Whilst it must be noted that the ramifications of Sections 68(1)(g); and 109(1)(g) of the Constitution is limited to the legislative arm of government, public commentary, has unfortunately tended to associate the operability of the same provisions to members of the executive arm of Government. It is understandably against the backdrop of these false notions that defecting Governors have often been threatened that they would lose their seat by their erstwhile political party. This is the context of the PDP’s legal threat. Assuming they finally make it to the Court, it would be interesting to know the interpretation the judiciary gives to the associated provisions of the Law, since they have not been judicially tested in the context of elected members of the executive.

That said, in my earlier essay entitled, A Legal Inquest into the Recurrent themes in the Interpretation of Section 68(1)(g) of the 1999 Constitution, I argued that an interpretation to the effect that defecting members of the executive would lose their elective seat, as the PDP contends, would abide a constitutional amendment. This is because the office of the Governor is created and jealously protected by the Constitution.

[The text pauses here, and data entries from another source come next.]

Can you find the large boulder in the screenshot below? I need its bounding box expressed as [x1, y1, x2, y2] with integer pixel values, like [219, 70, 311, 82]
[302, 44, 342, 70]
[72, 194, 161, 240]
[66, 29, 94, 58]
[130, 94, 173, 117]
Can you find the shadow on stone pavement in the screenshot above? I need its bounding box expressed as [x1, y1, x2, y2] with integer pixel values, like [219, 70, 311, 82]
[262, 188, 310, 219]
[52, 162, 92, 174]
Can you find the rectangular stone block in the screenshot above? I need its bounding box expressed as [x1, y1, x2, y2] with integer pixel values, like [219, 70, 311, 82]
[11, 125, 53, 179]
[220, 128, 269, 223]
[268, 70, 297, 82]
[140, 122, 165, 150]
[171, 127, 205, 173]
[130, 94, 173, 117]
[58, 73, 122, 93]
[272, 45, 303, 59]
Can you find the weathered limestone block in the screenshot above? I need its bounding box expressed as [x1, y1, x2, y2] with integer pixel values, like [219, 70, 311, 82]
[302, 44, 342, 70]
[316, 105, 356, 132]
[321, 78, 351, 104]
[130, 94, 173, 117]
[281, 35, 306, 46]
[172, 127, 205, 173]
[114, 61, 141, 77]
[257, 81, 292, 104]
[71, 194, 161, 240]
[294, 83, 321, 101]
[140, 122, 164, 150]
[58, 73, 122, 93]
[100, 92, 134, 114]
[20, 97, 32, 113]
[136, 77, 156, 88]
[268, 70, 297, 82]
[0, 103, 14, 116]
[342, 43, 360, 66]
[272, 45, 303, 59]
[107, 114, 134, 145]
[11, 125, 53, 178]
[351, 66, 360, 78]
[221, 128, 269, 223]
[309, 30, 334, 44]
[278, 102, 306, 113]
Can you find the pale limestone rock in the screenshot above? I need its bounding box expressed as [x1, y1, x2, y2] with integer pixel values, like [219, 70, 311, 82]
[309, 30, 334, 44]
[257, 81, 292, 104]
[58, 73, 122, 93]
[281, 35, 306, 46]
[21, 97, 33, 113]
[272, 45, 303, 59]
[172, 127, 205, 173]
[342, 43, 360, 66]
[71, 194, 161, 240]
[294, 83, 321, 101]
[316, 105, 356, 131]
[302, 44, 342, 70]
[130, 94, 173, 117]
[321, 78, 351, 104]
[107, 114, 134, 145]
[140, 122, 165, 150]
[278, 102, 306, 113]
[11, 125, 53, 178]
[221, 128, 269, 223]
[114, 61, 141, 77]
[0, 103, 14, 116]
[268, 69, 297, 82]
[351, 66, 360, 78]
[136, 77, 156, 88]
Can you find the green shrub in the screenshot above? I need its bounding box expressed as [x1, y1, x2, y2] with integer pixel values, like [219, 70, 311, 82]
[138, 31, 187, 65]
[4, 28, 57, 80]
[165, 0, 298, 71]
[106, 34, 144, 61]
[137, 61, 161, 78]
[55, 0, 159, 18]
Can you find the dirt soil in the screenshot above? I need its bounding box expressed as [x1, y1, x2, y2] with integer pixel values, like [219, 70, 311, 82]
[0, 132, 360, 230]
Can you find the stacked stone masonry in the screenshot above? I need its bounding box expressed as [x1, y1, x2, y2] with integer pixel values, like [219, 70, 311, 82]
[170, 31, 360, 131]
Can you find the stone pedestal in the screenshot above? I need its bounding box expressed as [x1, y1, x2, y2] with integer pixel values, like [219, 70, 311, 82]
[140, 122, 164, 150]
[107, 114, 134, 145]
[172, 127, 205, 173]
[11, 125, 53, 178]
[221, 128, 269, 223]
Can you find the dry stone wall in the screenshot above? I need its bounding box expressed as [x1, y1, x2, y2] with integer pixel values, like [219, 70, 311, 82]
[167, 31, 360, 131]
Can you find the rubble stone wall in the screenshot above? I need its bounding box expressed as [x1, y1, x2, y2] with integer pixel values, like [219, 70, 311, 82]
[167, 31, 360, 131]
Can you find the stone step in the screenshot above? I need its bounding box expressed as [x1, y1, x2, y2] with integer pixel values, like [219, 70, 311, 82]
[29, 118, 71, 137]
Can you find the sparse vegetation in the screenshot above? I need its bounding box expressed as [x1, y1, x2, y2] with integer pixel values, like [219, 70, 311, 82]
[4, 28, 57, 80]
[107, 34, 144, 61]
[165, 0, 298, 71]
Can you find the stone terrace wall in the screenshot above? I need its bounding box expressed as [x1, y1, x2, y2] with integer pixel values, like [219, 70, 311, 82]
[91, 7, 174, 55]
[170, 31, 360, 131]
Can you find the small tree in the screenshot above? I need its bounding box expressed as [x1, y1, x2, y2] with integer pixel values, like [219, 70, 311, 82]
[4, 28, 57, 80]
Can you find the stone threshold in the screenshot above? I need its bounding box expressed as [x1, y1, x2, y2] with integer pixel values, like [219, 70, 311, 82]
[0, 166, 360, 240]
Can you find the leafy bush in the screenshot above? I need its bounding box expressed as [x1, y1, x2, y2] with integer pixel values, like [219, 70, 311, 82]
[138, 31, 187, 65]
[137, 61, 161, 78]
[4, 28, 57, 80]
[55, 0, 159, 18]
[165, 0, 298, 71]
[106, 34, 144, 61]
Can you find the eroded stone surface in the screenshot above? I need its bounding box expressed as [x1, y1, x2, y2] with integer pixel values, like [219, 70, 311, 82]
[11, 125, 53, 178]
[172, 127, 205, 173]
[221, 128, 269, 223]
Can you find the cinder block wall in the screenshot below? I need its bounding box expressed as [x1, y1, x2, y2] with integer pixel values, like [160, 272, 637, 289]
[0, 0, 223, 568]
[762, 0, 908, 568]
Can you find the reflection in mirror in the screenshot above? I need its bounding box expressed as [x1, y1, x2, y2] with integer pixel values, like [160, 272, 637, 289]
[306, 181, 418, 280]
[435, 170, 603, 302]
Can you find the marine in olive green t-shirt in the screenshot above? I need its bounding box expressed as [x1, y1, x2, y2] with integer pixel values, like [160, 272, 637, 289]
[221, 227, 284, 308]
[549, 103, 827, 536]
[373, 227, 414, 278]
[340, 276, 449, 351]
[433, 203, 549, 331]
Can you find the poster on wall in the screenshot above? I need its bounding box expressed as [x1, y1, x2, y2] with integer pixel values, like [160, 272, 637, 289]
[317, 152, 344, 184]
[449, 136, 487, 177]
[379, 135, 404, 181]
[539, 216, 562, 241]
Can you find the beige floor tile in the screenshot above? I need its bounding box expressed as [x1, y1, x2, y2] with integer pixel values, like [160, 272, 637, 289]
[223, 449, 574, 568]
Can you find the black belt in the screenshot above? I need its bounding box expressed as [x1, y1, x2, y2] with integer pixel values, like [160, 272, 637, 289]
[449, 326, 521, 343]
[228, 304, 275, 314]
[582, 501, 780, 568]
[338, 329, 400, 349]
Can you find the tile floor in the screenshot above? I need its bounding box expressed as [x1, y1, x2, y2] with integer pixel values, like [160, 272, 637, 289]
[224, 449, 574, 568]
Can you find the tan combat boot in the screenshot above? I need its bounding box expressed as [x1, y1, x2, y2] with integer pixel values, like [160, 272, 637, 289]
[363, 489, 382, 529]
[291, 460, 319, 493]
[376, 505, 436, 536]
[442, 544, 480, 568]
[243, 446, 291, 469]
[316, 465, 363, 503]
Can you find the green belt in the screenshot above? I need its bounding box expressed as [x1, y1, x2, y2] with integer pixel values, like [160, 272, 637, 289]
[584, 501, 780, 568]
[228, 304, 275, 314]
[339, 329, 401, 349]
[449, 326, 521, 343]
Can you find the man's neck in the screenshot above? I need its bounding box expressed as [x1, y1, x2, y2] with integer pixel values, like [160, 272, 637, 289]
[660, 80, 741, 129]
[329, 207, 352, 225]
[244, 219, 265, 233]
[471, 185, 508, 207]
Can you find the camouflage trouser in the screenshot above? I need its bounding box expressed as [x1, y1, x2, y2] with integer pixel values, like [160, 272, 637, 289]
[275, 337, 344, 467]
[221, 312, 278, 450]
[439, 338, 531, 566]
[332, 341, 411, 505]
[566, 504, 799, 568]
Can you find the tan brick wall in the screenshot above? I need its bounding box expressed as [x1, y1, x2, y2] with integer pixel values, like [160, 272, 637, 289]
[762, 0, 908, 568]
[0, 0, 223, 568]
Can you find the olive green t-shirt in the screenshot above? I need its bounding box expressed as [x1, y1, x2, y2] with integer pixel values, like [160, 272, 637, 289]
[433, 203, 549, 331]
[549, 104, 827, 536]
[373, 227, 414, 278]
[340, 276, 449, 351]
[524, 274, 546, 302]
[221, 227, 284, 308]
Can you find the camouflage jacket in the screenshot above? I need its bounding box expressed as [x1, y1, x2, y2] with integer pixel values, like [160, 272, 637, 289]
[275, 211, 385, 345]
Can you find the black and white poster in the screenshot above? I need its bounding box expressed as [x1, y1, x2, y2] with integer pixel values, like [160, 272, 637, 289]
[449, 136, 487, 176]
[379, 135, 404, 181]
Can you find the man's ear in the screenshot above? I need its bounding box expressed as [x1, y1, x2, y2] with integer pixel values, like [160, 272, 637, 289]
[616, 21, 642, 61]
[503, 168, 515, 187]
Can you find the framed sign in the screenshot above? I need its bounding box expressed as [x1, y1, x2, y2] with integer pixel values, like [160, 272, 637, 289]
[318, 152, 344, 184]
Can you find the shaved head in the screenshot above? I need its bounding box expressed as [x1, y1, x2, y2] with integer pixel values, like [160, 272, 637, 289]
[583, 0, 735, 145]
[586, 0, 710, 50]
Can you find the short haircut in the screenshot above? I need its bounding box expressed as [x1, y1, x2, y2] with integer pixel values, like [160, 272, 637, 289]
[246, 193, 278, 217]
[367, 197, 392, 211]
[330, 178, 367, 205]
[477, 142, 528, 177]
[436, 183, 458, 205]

Having circumscribed the limited province within which an elected Governor may lose his or her seat, the prospects of the judiciary extending that to include defections, would be far and in-between, as the duty of the judge is to interpret the law as it is. My follow-up argument would be that political parties lose their control over elected members of the executive, the moment they take the Oath of Office. It is the Oath that gives life to the Office and affords it full protection beyond the control of political parties under the Constitution. Against this backdrop, my hunch is that the Faleke v INEC; and Amaechi v INEC line of cases are most likely to be inapposite in the circumstances.

Be that as it may, one potential ugly outcome of the case if it ever gets to the Court would be that it cannot be determined to finality within the life of the Governor Bello Matawalle Administration which is set to expire by 2023. Since it cannot be commenced under the original jurisdiction of the Supreme Court, it would have to make the rounds from the State or Federal High Court, up to the Supreme Court, by which time the tenure of the Governor would have elapsed, with the ugly prospect of rendering the matter academic.

For a simple constitutional question that could be resolved by a full panel of the Supreme Court sitting as a ‘Constitutional Court’ as is the practice in some jurisdictions, that the PDP may end up with an empty victory in the unlikely event it succeeds in the Court, is yet another reason why we must rethink our Judicature Act.